The bus burst into flames, completely blocking both sides of the street and blocking off the convoy from using the side access that had been setup just for their use. The driver of the other SWAT vehicle, unable to swerve and avoid the bus could do nothing but scream as he plowed head first into the burning vehicle. He was knocked unconscious upon impact. The van exploded less than a minute later, flames doing a macabre dance with the thick plumes of smoke as they twirled in the velvet sky.


In the cab of the second SWAT van, the driver was busily swerving in order to miss the fiery mess in front of him and listening as a voice crackled through the radio: "All units are advised. There's an obstruction at Tambien and Lakeshore. All remaining units should double back and take the Industrial exit."

"The Industrial exit?" Simon Peters snarled at the radio. "Are they freaking kidding me? We'll be lambs led to slaughter down there!"

"Well, if ya got any better suggestions, tell them to Dispatch!" His partner screeched.

"I would if I had anything to suggest!" he bleated as the van rocked up onto two wheels. The other police vehicles barreled after them down 2nd Street. They swerved around a corner in order to take the nearest on-ramp when a semi-truck without its trailer came screeching from out of nowhere. It slammed into the rear vehicles, shoving them out of its way before chomping asphalt in its quest to overtake them.

"Where'd the hell this ass-clown come from!?" Billy Anderson shouted as the semi-truck of Death came roaring up behind him like a bat outta hell. He felt a bump, tried to keep the van driving straight. He knew he was next on the list of intended victims. Already the body count for these masked lunatics was in the double digits.

"Shit!" Billy screamed when slammed into the van's back bumper yet again, propelling it forward before ramming it straight into the side of the Starling Trust Corporation.


When Sebastian Blood chose to betray Slade Wilson, it was only with the intention of seeing Starling spared the catastrophic fate that awaited her. He knew Heckle and Jeckle had alerted Slade to his leaving. He knew Slade Wilson was aware that it had been him who'd taken the S.T.A.R. lab case that contained the cure to the Mirakuru serum. What he did not know, what he'd not counted upon was Wilson dispatching Isabel Rochev with the order to bring back the cure, and take care of him. She'd show up five minutes after he'd given Oliver Queen the case. The last two things Sebastian found himself thinking as he slowly faded into that empty black haze was that he had loved his city and that her fate was now in the hands of two forces who wanted to stop Slade Wilson for completely different reasons.

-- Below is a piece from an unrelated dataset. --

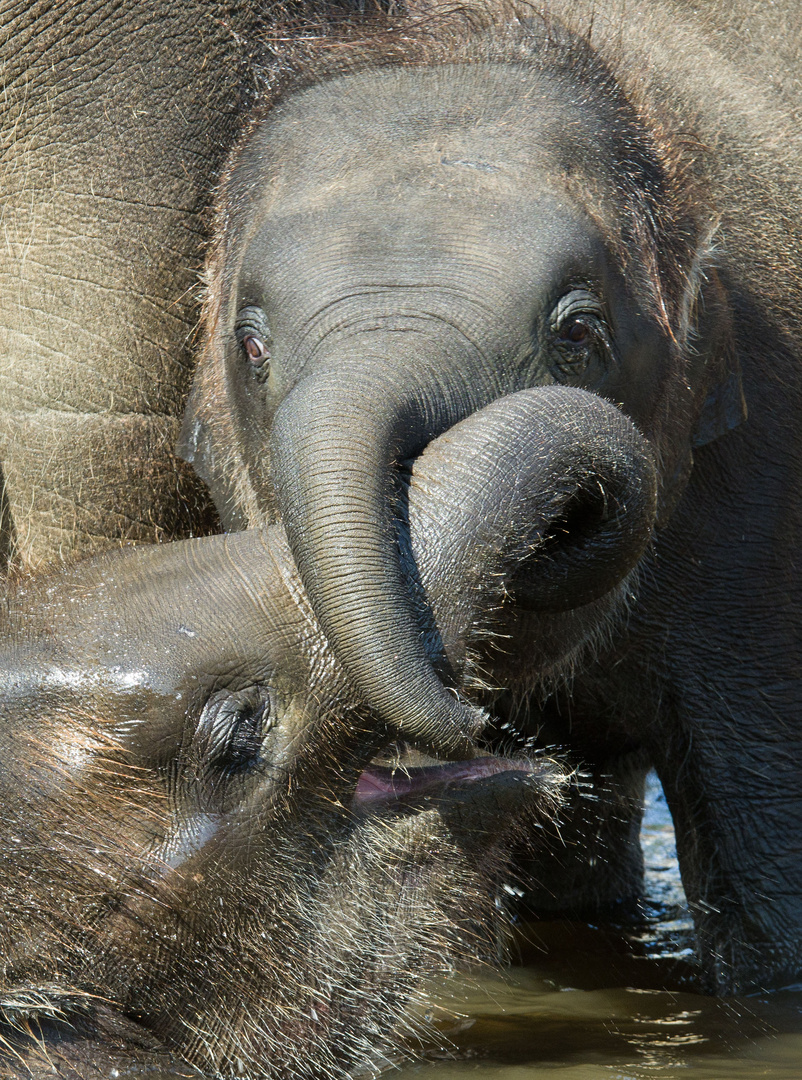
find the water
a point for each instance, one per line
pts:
(613, 1002)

Somewhere out over the ocean, a military drone was cruising at about a hundred and twenty-five miles per hour. Its set destination was an already beleaguered city that wasn't aware that the real threat wasn't coming from the men in masks who were terrorizing them, but from the government organization that was willing to sacrifice them in order to stop this infection from spreading to the rest of the world. It was an unthinkable act contrived by a woman who saw the loss of thousands as an acceptable means to a justifiable end.


Slade Wilson could do little more than smile as he stood at the window and looked out over the burning city. He was like Caesar conquering Germania. By dawn this city would be nothing but one huge cesspool of twisted metal and burnings bits of debris. Before he left, however, he would exact the last bit of his vengeance. First, he'd take away the woman that the kid loved the most. And then, after Oliver Queen had discovered the true meaning of despair, he'd take his life.

"I have fulfilled my promise," he said to the woman he knew was standing behind him. "I have punished the man responsible for your death."

"Not yet," Shado whispered in his ear. "Only when Oliver is dead at your feet will my death truly be avenged."

"Soon," he promised her in a dark purr. "He will be dead soon."